Historic Patsy Clark’s restored


Grand carvings and trim work shine in the light from a stained-glass window.  The woodwork in the Patsy Clark Mansion's foyer was repaired and preserved by Walker Construction. 
 (The Spokesman-Review)
Grand carvings and trim work shine in the light from a stained-glass window. The woodwork in the Patsy Clark Mansion's foyer was repaired and preserved by Walker Construction. (The Spokesman-Review)

Patsy Clark’s Mansion, once the regal home of an early-day mining magnate and later a romantic Browne’s Addition restaurant, has won a $1.3 million property tax exemption for an extensive historic renovation.

Over the past two years, workers went through much of the ornate interior to repair woodwork, lift sagging floors and buff gouges in the hand-stamped Spanish leather that adorns many of the interior walls.
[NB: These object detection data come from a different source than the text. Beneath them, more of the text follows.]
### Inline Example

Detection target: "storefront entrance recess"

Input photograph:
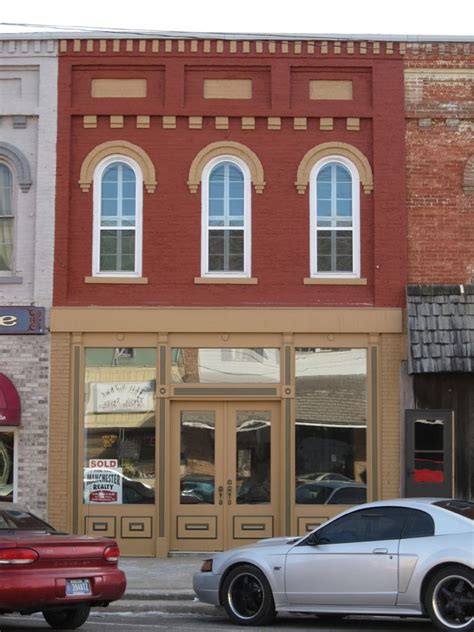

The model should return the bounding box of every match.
[171,402,280,551]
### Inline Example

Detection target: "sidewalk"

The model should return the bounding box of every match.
[113,553,222,616]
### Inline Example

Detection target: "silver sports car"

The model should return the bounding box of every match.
[194,498,474,632]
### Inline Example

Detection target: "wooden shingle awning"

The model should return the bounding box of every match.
[407,285,474,373]
[0,373,21,426]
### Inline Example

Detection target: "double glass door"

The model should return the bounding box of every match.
[171,402,281,551]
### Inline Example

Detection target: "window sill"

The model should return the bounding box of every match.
[303,277,367,285]
[194,277,258,285]
[0,275,23,285]
[84,277,148,285]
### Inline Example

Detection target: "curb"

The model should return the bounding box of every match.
[122,588,199,603]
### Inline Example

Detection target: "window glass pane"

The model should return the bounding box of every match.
[295,348,367,504]
[180,411,216,505]
[171,347,280,384]
[84,347,156,505]
[0,217,13,272]
[413,419,445,483]
[0,432,15,502]
[316,230,353,272]
[318,507,407,544]
[235,410,271,505]
[100,230,135,272]
[209,230,244,272]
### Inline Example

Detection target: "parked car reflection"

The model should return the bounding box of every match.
[295,481,367,505]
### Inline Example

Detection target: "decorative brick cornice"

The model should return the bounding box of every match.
[188,141,265,193]
[79,140,157,193]
[295,142,374,194]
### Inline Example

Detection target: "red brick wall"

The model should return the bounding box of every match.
[405,43,474,283]
[54,42,406,306]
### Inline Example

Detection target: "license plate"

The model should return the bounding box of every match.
[66,579,92,596]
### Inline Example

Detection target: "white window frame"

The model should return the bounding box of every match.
[201,154,252,278]
[0,159,18,279]
[92,154,143,277]
[309,155,360,279]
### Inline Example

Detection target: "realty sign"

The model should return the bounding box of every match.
[84,459,123,505]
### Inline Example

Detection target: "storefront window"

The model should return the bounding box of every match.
[295,348,367,505]
[171,348,280,384]
[0,432,15,502]
[84,347,156,504]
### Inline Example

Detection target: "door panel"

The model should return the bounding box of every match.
[285,540,399,606]
[171,402,279,551]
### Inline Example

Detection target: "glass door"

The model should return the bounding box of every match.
[170,402,280,551]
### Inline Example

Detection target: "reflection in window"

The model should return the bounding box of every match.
[84,348,156,504]
[413,419,444,483]
[180,411,216,505]
[0,432,15,502]
[311,157,359,276]
[295,348,367,504]
[171,348,280,384]
[236,410,271,505]
[0,163,14,272]
[203,160,250,276]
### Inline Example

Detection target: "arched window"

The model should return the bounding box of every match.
[93,156,143,276]
[0,162,15,274]
[310,156,360,278]
[201,156,251,277]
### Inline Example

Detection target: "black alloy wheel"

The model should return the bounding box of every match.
[222,564,276,625]
[426,566,474,632]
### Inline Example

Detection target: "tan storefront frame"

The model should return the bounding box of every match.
[49,308,404,556]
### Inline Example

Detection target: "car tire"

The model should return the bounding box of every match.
[222,564,276,625]
[425,564,474,632]
[43,605,91,630]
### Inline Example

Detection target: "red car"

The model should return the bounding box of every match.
[0,502,126,630]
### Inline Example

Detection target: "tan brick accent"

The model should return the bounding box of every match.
[346,118,360,132]
[216,116,229,129]
[163,116,176,129]
[48,334,72,531]
[319,116,334,131]
[293,117,308,130]
[188,116,202,129]
[378,334,403,499]
[110,114,123,129]
[137,114,150,129]
[267,116,281,129]
[91,79,147,99]
[242,116,255,129]
[82,114,97,129]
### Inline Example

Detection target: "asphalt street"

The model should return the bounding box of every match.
[0,609,434,632]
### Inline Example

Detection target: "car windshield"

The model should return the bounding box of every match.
[0,509,55,532]
[433,500,474,520]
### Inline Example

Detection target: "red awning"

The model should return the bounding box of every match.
[0,373,21,426]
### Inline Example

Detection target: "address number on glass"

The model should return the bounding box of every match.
[66,579,92,596]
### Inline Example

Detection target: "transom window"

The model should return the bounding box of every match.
[311,156,360,277]
[94,157,143,276]
[202,158,250,276]
[0,163,14,273]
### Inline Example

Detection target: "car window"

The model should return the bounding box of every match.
[433,500,474,520]
[402,509,434,538]
[317,507,406,544]
[0,509,54,531]
[328,487,367,505]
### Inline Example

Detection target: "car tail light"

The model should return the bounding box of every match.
[104,545,120,562]
[0,549,39,564]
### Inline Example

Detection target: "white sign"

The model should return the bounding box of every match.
[86,380,155,413]
[84,466,123,505]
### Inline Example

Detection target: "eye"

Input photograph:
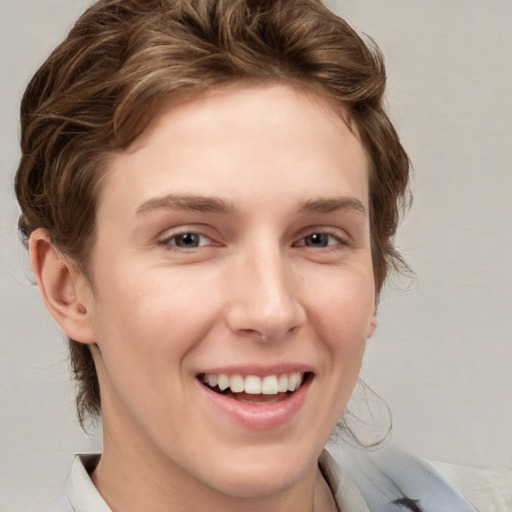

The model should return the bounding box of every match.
[296,231,348,249]
[161,232,213,249]
[304,233,338,247]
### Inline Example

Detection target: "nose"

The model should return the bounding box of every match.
[226,242,306,342]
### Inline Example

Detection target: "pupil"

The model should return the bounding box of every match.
[306,233,328,247]
[176,233,199,247]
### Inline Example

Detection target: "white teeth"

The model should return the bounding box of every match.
[217,373,229,391]
[261,375,279,395]
[278,374,288,393]
[203,372,304,395]
[229,375,245,393]
[245,375,261,395]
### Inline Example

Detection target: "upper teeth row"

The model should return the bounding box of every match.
[203,372,304,395]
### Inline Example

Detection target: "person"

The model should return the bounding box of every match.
[15,0,512,512]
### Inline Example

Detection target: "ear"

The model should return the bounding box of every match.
[29,229,95,343]
[366,305,377,339]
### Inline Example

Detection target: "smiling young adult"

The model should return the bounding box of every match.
[16,0,505,512]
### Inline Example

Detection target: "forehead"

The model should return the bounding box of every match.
[100,83,368,216]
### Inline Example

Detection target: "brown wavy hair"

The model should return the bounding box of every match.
[15,0,409,426]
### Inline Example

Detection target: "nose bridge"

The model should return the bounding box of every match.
[229,236,304,341]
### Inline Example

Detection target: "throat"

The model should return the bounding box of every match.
[225,391,289,405]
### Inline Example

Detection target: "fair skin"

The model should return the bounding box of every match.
[31,84,375,512]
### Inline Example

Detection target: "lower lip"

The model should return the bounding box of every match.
[197,376,313,430]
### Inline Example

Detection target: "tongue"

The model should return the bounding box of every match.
[226,391,289,404]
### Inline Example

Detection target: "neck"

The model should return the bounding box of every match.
[91,420,337,512]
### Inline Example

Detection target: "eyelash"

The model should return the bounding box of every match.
[294,228,350,252]
[159,228,350,252]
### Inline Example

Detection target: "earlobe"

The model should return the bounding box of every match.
[29,229,95,343]
[366,306,377,339]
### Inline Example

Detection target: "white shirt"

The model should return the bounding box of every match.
[49,446,512,512]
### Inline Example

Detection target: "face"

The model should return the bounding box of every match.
[84,85,375,497]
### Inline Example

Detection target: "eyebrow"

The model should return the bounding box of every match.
[136,194,367,216]
[299,197,367,216]
[136,194,235,215]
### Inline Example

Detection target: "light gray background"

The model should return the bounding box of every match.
[0,0,512,512]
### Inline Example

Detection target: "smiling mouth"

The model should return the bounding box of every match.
[198,372,313,404]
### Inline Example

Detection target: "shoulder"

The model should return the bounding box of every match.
[427,461,512,512]
[328,444,512,512]
[46,496,74,512]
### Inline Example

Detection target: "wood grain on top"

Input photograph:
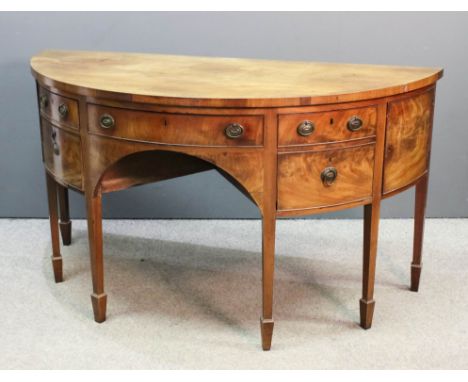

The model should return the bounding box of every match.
[31,51,442,107]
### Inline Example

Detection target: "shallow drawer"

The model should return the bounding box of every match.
[88,105,263,146]
[39,88,79,129]
[278,144,374,210]
[278,107,377,146]
[41,119,82,189]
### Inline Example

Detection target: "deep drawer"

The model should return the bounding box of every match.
[278,144,374,210]
[41,118,82,189]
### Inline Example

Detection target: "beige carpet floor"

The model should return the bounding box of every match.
[0,219,468,369]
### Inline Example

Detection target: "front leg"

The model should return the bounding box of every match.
[359,200,380,329]
[260,213,276,350]
[86,190,107,322]
[57,184,71,245]
[46,171,63,283]
[410,174,429,292]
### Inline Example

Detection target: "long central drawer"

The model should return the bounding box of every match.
[88,105,263,147]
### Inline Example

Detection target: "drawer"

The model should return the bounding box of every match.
[88,105,263,146]
[39,88,79,129]
[41,118,82,189]
[383,89,435,194]
[278,144,374,210]
[278,107,377,146]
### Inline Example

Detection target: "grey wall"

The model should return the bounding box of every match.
[0,12,468,218]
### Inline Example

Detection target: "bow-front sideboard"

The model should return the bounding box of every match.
[31,51,442,350]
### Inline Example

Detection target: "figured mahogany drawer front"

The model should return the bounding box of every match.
[88,105,263,146]
[39,88,79,129]
[278,144,374,210]
[383,90,435,193]
[278,107,377,146]
[41,118,82,189]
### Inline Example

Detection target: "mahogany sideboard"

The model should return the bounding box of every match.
[31,51,442,350]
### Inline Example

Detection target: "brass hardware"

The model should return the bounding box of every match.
[224,123,244,139]
[320,167,338,187]
[50,129,60,155]
[39,95,49,110]
[99,114,115,129]
[54,142,60,155]
[58,103,68,118]
[348,115,362,131]
[297,121,315,137]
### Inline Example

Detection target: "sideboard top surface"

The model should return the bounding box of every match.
[31,50,443,107]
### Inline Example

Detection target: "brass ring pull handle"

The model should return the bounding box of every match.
[54,142,60,155]
[348,116,362,131]
[99,114,115,129]
[39,95,49,110]
[58,103,68,118]
[297,121,315,137]
[50,129,60,155]
[320,167,338,187]
[224,123,244,139]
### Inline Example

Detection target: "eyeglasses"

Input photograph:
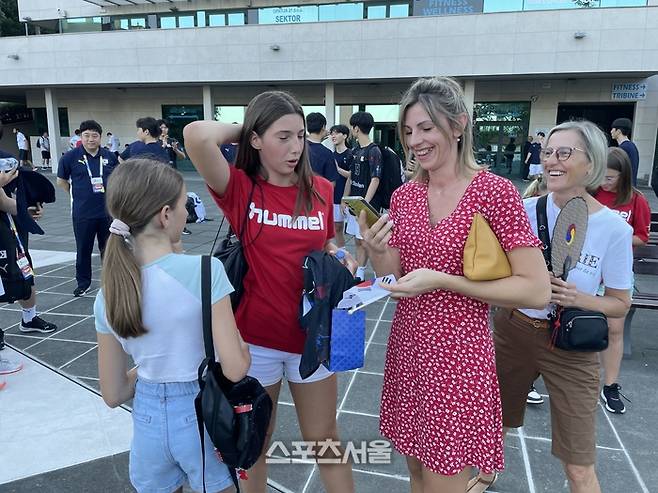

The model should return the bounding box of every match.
[539,147,587,161]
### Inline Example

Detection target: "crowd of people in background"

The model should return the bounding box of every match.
[0,77,650,493]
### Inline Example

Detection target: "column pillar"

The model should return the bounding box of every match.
[464,80,475,118]
[324,82,336,130]
[44,87,64,173]
[203,86,215,120]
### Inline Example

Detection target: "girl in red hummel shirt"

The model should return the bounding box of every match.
[594,147,651,414]
[184,91,354,493]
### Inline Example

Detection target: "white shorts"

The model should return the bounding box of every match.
[334,204,345,223]
[528,164,544,176]
[247,344,333,387]
[345,212,363,240]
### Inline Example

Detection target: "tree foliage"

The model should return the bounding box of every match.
[0,0,25,36]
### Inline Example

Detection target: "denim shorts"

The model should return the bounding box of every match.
[130,379,233,493]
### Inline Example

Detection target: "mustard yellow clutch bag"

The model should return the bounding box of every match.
[464,212,512,281]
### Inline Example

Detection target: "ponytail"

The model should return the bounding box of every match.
[101,234,147,339]
[101,159,184,338]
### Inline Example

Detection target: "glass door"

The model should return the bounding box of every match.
[162,104,203,171]
[474,102,530,175]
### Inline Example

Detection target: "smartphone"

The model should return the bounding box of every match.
[343,197,381,227]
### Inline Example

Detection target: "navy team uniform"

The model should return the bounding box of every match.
[57,146,118,291]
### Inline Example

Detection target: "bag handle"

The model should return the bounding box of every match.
[201,255,215,361]
[194,255,240,493]
[536,195,553,272]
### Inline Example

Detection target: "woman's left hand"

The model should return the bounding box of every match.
[382,269,447,299]
[551,276,578,308]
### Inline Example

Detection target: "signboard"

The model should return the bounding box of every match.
[523,0,599,10]
[413,0,484,15]
[611,82,647,101]
[258,5,318,24]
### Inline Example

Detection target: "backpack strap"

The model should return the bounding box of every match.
[194,256,240,493]
[535,195,553,272]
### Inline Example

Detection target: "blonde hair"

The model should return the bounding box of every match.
[523,177,548,199]
[546,120,608,193]
[101,159,184,338]
[398,77,483,181]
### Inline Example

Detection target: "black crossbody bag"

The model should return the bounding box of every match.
[536,195,608,352]
[194,255,272,493]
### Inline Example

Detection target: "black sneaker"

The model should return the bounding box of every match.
[73,286,89,297]
[601,383,631,414]
[20,317,57,334]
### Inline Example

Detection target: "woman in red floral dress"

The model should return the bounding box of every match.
[360,78,550,493]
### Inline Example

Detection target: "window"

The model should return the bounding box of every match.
[178,15,196,28]
[523,0,599,10]
[318,3,363,22]
[388,3,409,17]
[32,108,70,137]
[600,0,647,7]
[112,17,146,30]
[368,5,386,19]
[62,17,102,33]
[208,14,226,26]
[160,15,176,29]
[228,12,244,26]
[213,106,246,123]
[365,104,400,123]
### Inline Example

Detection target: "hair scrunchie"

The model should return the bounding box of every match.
[110,219,130,240]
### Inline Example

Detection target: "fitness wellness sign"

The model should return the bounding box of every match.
[413,0,484,15]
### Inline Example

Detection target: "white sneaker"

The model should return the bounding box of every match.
[526,385,544,404]
[0,358,23,375]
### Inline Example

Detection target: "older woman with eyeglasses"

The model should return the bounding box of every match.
[494,121,633,493]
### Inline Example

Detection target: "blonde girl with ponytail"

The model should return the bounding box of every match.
[94,159,251,492]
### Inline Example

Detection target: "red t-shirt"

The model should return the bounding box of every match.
[209,167,334,354]
[594,188,651,242]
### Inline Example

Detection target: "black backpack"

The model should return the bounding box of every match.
[0,214,32,303]
[194,255,273,492]
[375,145,405,209]
[185,196,199,224]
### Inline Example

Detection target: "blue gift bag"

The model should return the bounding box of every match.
[328,309,366,371]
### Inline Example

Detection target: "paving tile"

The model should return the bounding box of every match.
[372,322,391,344]
[2,452,135,493]
[57,317,96,342]
[492,436,529,493]
[343,373,383,415]
[338,413,409,478]
[61,349,98,382]
[49,296,95,315]
[307,470,410,493]
[76,375,101,394]
[46,279,101,297]
[22,340,91,368]
[363,338,386,373]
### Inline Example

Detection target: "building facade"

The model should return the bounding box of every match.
[0,0,658,180]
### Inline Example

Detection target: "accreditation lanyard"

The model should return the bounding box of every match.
[7,213,34,279]
[82,155,105,193]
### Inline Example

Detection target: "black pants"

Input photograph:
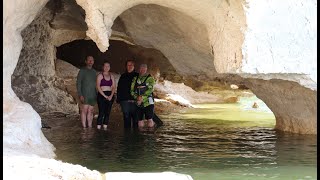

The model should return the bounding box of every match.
[120,101,138,128]
[97,91,114,125]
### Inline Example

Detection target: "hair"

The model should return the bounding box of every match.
[140,64,148,68]
[125,59,134,66]
[85,55,94,61]
[103,61,110,65]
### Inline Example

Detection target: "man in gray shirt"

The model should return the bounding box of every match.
[77,56,97,128]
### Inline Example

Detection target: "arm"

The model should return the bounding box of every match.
[116,76,122,100]
[142,76,156,99]
[130,76,138,99]
[77,69,83,97]
[109,75,116,101]
[96,74,108,98]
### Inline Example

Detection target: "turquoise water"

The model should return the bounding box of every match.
[43,98,317,180]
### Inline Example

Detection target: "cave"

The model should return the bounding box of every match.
[3,0,317,178]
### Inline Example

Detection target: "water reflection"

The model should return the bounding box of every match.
[44,102,317,179]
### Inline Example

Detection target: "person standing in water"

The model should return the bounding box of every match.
[77,56,97,128]
[131,64,155,128]
[96,62,115,130]
[117,59,139,129]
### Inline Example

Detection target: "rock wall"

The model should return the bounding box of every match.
[77,0,246,75]
[240,0,317,83]
[246,79,317,134]
[77,0,317,133]
[3,0,54,157]
[12,7,78,113]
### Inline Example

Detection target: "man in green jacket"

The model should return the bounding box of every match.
[130,64,155,128]
[77,56,97,128]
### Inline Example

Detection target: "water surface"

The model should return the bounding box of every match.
[43,99,317,180]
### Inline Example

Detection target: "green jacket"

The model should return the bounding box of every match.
[130,74,156,107]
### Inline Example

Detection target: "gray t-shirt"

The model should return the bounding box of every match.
[77,67,97,106]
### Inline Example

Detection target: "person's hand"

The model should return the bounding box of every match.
[80,96,84,103]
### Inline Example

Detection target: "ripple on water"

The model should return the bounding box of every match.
[43,103,317,179]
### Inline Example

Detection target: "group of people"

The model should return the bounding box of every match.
[77,56,155,130]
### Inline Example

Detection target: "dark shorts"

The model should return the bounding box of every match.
[137,104,154,121]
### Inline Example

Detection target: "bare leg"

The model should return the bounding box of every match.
[138,120,144,129]
[148,119,154,128]
[80,104,89,128]
[87,105,94,128]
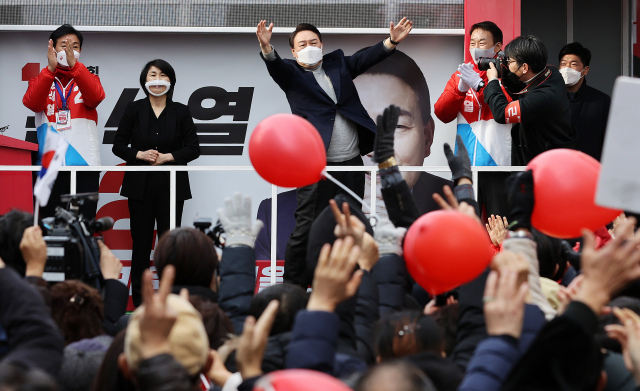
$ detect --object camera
[478,52,509,79]
[42,192,113,289]
[193,217,225,250]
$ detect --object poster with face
[0,31,463,298]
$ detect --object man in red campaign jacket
[22,24,105,218]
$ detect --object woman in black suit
[113,60,200,307]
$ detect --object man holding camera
[434,21,511,216]
[484,35,577,166]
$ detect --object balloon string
[322,168,379,225]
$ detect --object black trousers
[129,172,184,307]
[36,171,100,220]
[283,156,364,289]
[478,171,511,223]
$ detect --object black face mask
[502,67,526,93]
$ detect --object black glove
[507,170,534,231]
[444,135,473,185]
[373,105,400,164]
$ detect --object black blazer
[112,98,200,201]
[260,42,393,155]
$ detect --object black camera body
[478,52,509,79]
[42,193,113,289]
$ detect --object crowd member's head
[355,360,436,391]
[249,284,309,335]
[504,35,548,81]
[0,209,33,276]
[49,24,84,53]
[91,330,136,391]
[558,42,591,87]
[189,295,234,350]
[153,228,219,290]
[140,59,176,100]
[354,48,435,190]
[51,280,105,344]
[374,311,444,362]
[289,23,322,67]
[531,228,567,281]
[431,303,460,357]
[0,362,58,391]
[124,294,213,384]
[469,21,502,64]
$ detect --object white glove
[218,193,263,248]
[458,63,482,91]
[373,219,407,256]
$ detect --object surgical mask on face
[144,80,171,96]
[296,46,322,66]
[560,67,584,87]
[469,45,496,64]
[56,50,80,67]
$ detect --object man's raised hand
[256,20,273,54]
[389,18,413,43]
[47,39,58,73]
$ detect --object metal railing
[0,166,526,285]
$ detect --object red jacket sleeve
[71,61,104,109]
[433,72,467,124]
[22,67,55,113]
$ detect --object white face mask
[56,50,80,67]
[560,67,584,87]
[144,80,171,96]
[469,44,497,64]
[296,46,322,66]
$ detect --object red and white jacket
[434,64,511,166]
[22,61,105,166]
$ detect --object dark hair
[469,20,502,45]
[289,23,322,49]
[531,228,567,281]
[153,228,218,288]
[431,303,460,357]
[0,209,33,277]
[189,295,235,350]
[354,360,436,391]
[49,24,84,48]
[558,42,591,67]
[91,329,137,391]
[504,35,548,73]
[249,284,309,335]
[140,59,176,100]
[374,311,444,360]
[0,361,58,391]
[51,280,105,345]
[356,47,433,123]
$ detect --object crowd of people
[5,14,640,391]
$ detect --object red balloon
[527,149,621,239]
[253,369,353,391]
[404,210,492,295]
[249,114,327,187]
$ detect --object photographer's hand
[218,193,264,248]
[487,62,498,81]
[20,226,47,278]
[98,240,122,280]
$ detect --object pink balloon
[527,149,621,239]
[249,114,327,187]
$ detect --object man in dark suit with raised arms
[256,18,412,288]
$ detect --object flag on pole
[33,125,69,207]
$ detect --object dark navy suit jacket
[260,42,395,155]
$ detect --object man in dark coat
[484,35,577,166]
[256,19,412,288]
[558,42,611,161]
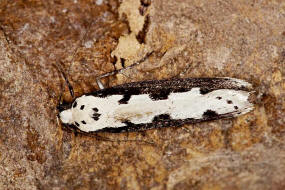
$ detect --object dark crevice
[136,15,150,44]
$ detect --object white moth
[59,78,253,132]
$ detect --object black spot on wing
[152,114,171,122]
[74,121,80,127]
[119,94,132,104]
[122,120,135,127]
[149,89,170,100]
[203,110,219,119]
[200,87,213,95]
[227,100,233,104]
[92,113,101,121]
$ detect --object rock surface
[0,0,285,190]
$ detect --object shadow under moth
[59,78,253,133]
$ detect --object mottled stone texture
[0,0,285,190]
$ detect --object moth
[59,78,253,133]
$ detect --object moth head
[58,95,101,132]
[57,102,72,124]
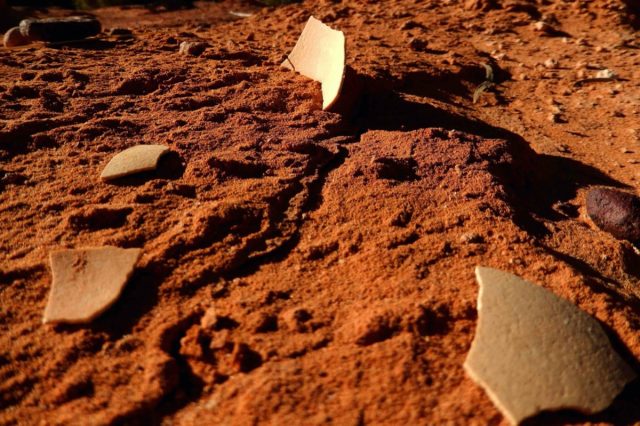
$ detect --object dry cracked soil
[0,0,640,425]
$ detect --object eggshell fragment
[282,16,346,110]
[100,145,169,181]
[42,246,141,323]
[464,266,635,424]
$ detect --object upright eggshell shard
[100,145,169,180]
[282,16,346,110]
[42,246,142,324]
[464,266,636,424]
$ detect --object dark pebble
[20,16,101,42]
[587,188,640,242]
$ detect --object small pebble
[533,21,553,34]
[596,68,616,78]
[587,188,640,242]
[179,41,207,56]
[3,27,31,47]
[20,16,102,42]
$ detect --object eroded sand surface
[0,0,640,425]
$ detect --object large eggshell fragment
[100,145,169,180]
[464,267,635,424]
[43,246,141,323]
[282,16,346,110]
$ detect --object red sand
[0,0,640,425]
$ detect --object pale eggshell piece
[464,266,636,424]
[42,246,142,324]
[100,145,169,180]
[282,16,346,110]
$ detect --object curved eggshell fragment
[42,246,142,324]
[100,145,169,180]
[464,266,636,424]
[282,16,346,110]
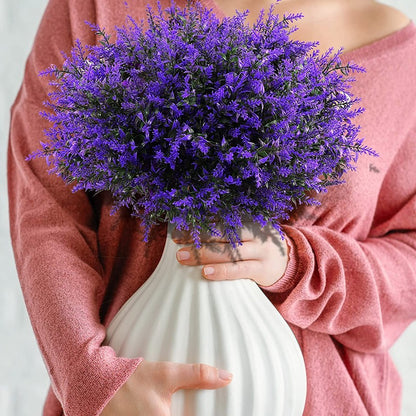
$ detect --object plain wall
[0,0,416,416]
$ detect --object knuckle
[194,364,214,382]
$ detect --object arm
[8,0,140,416]
[267,132,416,352]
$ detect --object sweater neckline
[197,0,416,60]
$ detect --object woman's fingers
[202,260,262,284]
[165,362,232,393]
[176,241,261,266]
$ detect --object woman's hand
[172,224,288,286]
[100,361,232,416]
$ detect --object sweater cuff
[62,346,143,416]
[260,226,298,293]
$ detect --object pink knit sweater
[8,0,416,416]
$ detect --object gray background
[0,0,416,416]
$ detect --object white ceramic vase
[105,228,306,416]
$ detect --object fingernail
[176,250,191,260]
[218,370,233,381]
[204,266,215,276]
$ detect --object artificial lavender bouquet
[32,3,373,245]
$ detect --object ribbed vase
[106,228,306,416]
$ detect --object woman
[9,0,416,416]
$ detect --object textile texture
[8,0,416,416]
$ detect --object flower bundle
[32,3,373,245]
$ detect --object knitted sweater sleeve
[8,0,140,416]
[264,129,416,352]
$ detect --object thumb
[166,363,233,392]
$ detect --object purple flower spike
[30,0,375,246]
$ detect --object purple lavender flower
[32,3,374,245]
An east-facing porch was restored after having been enclosed during the mansion’s use as a restaurant from 1982 to 2001.

Modernizations included an accessible ramp on the west side of the building and individual heating and cooling units throughout the mansion. The entire project cost $1.5 million.

In September, the Spokane City-County Historic Landmarks Commission approved a 10-year property tax exemption worth $1.3 million on portions of the project that qualified as historic restoration. The tax exemption is used as an incentive for preservation.

The current owners succeeded in placing the mansion on the Spokane Register of Historic Places two years ago. It was listed on the state and national historic registers in 1975-76 as part of the Browne’s Addition Historic District.

Today, the upper floors are offices for a law firm of 13 lawyers and support staff, while the finely finished lower floors are used for meetings and rental space for events such as receptions, fundraisers and outside corporate meetings.

Eymann, Allison, Fennessy, Hunter and Jones, P.S. formed a separate entity called Spokane Civic Group LLC and bought the building for $1 million in February 2003.

The firm’s total investment in the mansion now stands at about $2.5 million.

The mansion had closed as the upscale Patsy Clark’s Restaurant in May 2002 following 20 years of operation as what was likely the most popular special occasion restaurant in the city. Then-President George H.W. Bush dined there in 1989, with then-Rep. Tom Foley, who at the time was the speaker of the U.S. House of Representatives.

Attorney Richard Eymann said the bill for restoration work was “triple what we originally were told it would cost.”

Workers removed oak flooring on the sagging second-floor balcony, numbered each piece and then used steel bars to reinforce the balcony before replacing the oak boards. Two large wooden columns were added in the basement to provide support for the center portion of the mansion, which was slowly jacked back into place after having sunk more than an inch over the years. Cracks and broken tiles were repaired elsewhere in the mansion.

Eymann said it was worth the investment. “This building is almost sacred to Spokane,” he said. Some people believe it is haunted, too, by the ghost of Mary Clark, widow of Patsy Clark.

The exact date of completion is unclear from historic records – late 1897 or early 1898 – but what is still evident is the amount of time and money spent on one of the most spectacular mansions ever built in the Inland Northwest.

Clark made his fortune in mines throughout the region, and he hired renowned architect Kirtland Cutter to use nothing but the best materials in the home, including sepia-colored Italian sandstone on the exterior and rare, irreplaceable Egyptian gopher wood lining the dining room. Huge stained-glass Tiffany windows light the staircase between the first and second floors, and the landing midway up the stairs features one of the residence’s nine fireplaces, a signature of Cutter’s style.

The mix of circular turrets, columns and rounded archways reflect Romanesque and Italianate styles, but as in other Cutter works, the completed look defies easy categorization.